J Oral Med Oral Surg 2022;28:46

Case Report

Diagnosis, treatment and recurrence of a mandibular Langerhans cell histiocytosis: a three-year follow-up case report

Marion Morcel¹^*, Pierre Keribin², Léonie Quenel³, Hélios Bertin⁴, Antoine Neel⁵ and Philippe Lesclous⁶

¹ Nantes Dental School, Nantes University Hospital, Nantes, France
² Private Practice, Angers, France
³ Department of Oral and Maxillofacial Surgery, Saint-Nazaire, France
⁴ Department of Oral and Maxillofacial Surgery, Nantes University Hospital, Nantes, France
⁵ Department of Internal Medicine, Nantes University, Nantes University Hospital, Nantes, France
⁶ Department of Oral Surgery, Nantes University, Nantes University Hospital, INSERM UMR-S 1229, RMeS, Nantes, France

^* Correspondence: marion.morcel@gmail.com

Received: 19 June 2022
Accepted: 11 September 2022

Abstract

Introduction: Langerhans cell histiocytosis (LCH) is an abnormal clonal proliferation of Langerhans cells secondary to immune process, mutation of oncogene or genetic predispositions. It preferentially affects bone, lung and skin. The incidence is 2–6 cases per million per year. Prognosis is variable and depends on number and location of lesions, and impact of the initial treatment. Oral lesions may be the first sign of LCH as illustrated by the present case. Observation: A 24-year-old male consulted first for severe gingival inflammation, teeth mobilities and alveolar bone loss with a suspicion of LCH. A pulmonary involvement was secondarily revealed by tomodensitometry. Histological examination, from gingival biopsy, confirmed the diagnostic of LCH, showing cells positive for the anti-CD1A antibody. The patient was managed by oral surgery and chemotherapy approaches. Alveolar bone loss significantly reduced. But 2 years and a half after the diagnosis, a recurrence was noted and managed by surgical approach. After a three-year follow-up, no recurrence was noted. Conclusion: Oral lesions can be inaugural manifestations of LCH. The dentist has an essential role in the early detection of these lesions.

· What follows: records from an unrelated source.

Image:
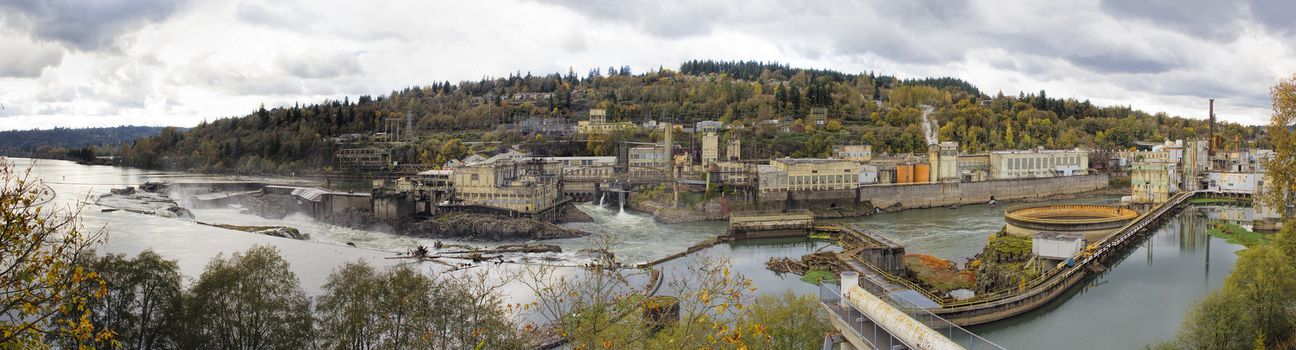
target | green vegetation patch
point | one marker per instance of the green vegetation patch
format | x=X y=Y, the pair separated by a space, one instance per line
x=1238 y=235
x=817 y=276
x=1007 y=248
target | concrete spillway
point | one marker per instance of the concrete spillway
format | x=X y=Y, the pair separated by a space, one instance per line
x=1093 y=221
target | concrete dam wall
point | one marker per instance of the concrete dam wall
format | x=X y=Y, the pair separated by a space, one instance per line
x=935 y=195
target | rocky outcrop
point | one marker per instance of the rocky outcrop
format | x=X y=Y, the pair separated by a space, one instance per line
x=480 y=227
x=143 y=202
x=270 y=206
x=572 y=214
x=277 y=231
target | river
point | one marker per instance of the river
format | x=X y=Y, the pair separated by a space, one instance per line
x=1138 y=301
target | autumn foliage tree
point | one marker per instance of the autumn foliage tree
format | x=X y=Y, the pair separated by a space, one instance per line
x=42 y=281
x=1281 y=170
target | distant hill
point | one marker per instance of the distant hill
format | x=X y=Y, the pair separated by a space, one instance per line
x=763 y=104
x=29 y=143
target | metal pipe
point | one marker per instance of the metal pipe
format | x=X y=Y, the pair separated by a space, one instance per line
x=913 y=333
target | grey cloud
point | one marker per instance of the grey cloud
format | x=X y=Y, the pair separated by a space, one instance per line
x=1124 y=62
x=22 y=58
x=87 y=25
x=1203 y=18
x=301 y=17
x=1275 y=14
x=318 y=66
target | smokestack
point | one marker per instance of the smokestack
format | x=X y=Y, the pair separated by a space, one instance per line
x=1211 y=135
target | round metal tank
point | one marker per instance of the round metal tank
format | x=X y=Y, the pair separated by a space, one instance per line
x=1093 y=221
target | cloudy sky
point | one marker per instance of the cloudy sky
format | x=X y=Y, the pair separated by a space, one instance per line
x=176 y=62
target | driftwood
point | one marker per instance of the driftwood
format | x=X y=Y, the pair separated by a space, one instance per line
x=786 y=265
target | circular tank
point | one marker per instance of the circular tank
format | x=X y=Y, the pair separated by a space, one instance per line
x=1093 y=221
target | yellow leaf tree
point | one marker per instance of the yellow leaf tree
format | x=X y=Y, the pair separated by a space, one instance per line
x=42 y=283
x=1281 y=171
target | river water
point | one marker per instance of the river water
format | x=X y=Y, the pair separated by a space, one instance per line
x=1138 y=301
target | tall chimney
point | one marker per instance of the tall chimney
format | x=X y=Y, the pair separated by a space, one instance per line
x=1211 y=135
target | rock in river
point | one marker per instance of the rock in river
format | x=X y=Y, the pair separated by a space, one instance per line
x=143 y=202
x=480 y=227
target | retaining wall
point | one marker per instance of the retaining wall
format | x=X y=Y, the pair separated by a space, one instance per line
x=936 y=195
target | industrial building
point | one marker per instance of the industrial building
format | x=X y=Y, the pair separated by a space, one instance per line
x=854 y=153
x=1154 y=180
x=524 y=187
x=1037 y=163
x=809 y=174
x=734 y=152
x=598 y=123
x=647 y=156
x=710 y=148
x=944 y=162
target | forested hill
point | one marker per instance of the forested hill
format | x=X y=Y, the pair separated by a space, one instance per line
x=756 y=99
x=58 y=140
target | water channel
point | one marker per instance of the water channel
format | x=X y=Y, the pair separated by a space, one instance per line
x=1138 y=301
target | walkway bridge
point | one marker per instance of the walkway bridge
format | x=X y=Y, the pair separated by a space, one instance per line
x=878 y=309
x=1005 y=303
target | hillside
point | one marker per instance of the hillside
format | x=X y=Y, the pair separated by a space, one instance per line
x=56 y=143
x=862 y=108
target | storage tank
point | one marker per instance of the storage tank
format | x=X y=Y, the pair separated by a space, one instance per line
x=922 y=174
x=903 y=174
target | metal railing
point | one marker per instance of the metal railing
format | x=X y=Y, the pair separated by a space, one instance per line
x=867 y=328
x=861 y=324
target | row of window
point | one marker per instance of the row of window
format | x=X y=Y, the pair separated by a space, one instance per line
x=1041 y=162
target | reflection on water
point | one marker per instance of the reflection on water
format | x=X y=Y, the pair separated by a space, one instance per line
x=1138 y=301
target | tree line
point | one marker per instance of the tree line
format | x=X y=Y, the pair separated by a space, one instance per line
x=763 y=103
x=56 y=293
x=1256 y=307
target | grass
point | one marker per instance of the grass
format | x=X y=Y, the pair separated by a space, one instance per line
x=1238 y=235
x=817 y=276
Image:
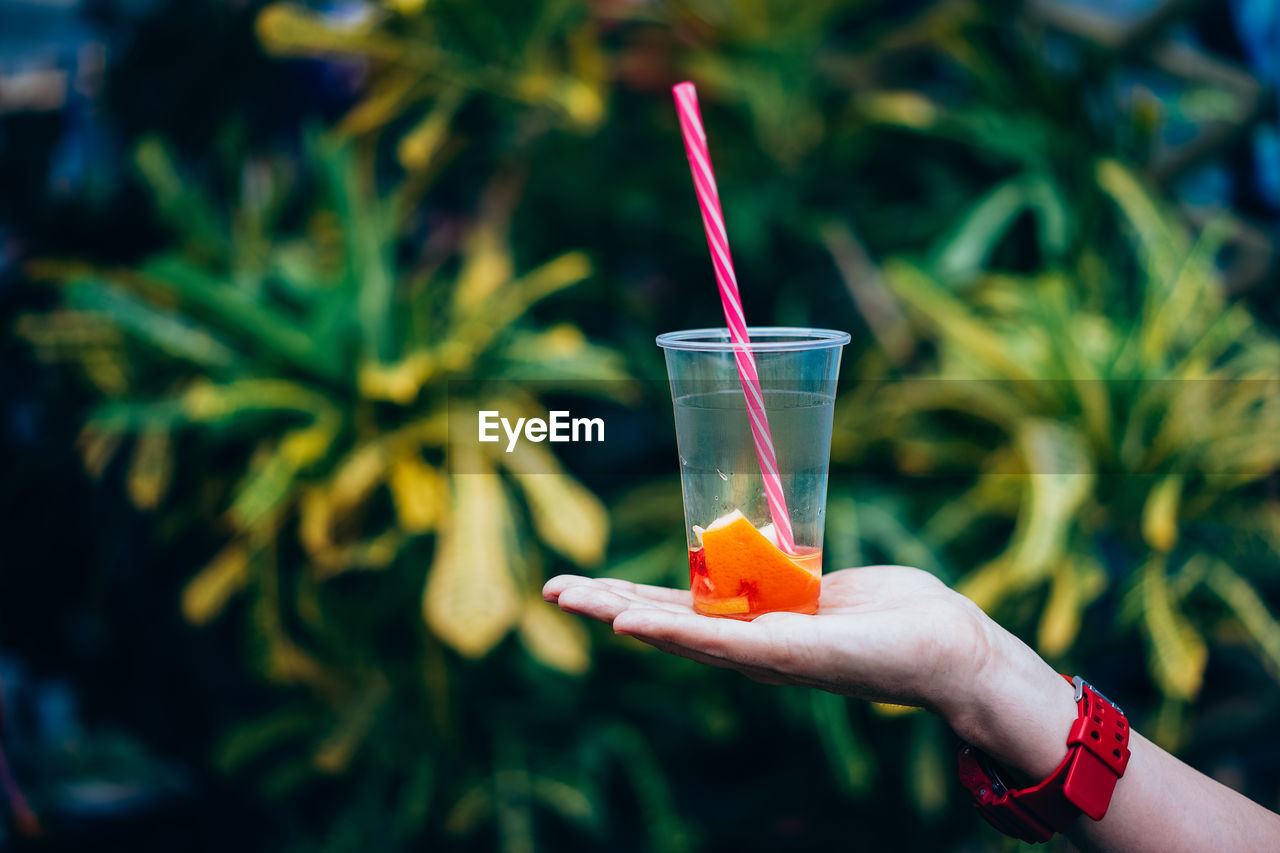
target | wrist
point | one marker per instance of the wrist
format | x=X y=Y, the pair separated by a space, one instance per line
x=1014 y=707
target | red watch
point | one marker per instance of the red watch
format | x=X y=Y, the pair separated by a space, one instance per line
x=1097 y=752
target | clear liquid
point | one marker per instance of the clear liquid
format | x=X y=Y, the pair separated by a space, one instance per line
x=720 y=470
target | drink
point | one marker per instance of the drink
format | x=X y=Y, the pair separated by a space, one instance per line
x=737 y=566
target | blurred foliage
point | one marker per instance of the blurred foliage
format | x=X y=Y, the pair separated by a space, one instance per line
x=1055 y=407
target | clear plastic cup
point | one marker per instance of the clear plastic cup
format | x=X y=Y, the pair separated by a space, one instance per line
x=736 y=566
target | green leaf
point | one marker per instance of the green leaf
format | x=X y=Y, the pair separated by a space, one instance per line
x=1247 y=606
x=928 y=775
x=168 y=332
x=1178 y=652
x=850 y=760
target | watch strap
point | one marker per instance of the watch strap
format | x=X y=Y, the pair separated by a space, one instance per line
x=1084 y=781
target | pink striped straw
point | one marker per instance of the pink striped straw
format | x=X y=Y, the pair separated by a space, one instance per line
x=717 y=238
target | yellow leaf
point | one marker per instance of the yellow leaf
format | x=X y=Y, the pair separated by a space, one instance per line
x=96 y=448
x=1248 y=607
x=315 y=523
x=470 y=598
x=487 y=265
x=417 y=491
x=1061 y=479
x=988 y=584
x=383 y=104
x=554 y=638
x=357 y=475
x=211 y=588
x=150 y=469
x=291 y=30
x=398 y=382
x=1178 y=652
x=1160 y=514
x=905 y=109
x=417 y=147
x=1075 y=583
x=565 y=514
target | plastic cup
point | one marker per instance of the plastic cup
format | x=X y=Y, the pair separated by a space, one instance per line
x=736 y=568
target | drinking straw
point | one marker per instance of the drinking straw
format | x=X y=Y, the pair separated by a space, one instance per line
x=717 y=238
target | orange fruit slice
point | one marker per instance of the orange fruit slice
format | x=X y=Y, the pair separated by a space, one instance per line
x=743 y=562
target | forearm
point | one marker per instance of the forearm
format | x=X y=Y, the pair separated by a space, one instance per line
x=1020 y=715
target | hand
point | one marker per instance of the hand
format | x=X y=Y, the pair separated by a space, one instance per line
x=882 y=633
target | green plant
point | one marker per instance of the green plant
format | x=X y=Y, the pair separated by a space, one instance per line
x=1106 y=432
x=296 y=377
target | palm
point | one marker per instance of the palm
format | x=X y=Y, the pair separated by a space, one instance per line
x=886 y=633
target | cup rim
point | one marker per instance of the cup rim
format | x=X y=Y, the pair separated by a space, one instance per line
x=717 y=340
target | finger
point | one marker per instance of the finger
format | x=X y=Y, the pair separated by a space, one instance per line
x=649 y=592
x=730 y=639
x=597 y=602
x=553 y=588
x=625 y=589
x=640 y=594
x=754 y=673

Key words: histiocytosis / langerhans cells / mandible

© The authors, 2022

This is an Open Access article distributed under the terms of the Creative Commons Attribution License (https://creativecommons.org/licenses/by/4.0), which permits unrestricted use, distribution, and reproduction in any medium, provided the original work is properly cited.

Introduction

Langerhans cell histiocytosis (LCH) is a rare disease with an incidence of 2–6 cases per million per year [1,2]. LCH is defined as a proliferation of cells with similar phenotype as Langerhans cells. Langerhans cells are macrophagic cells normally present in squamous and pulmonary epithelia [3]. The pathogenesis of the LCH remains debatable [4].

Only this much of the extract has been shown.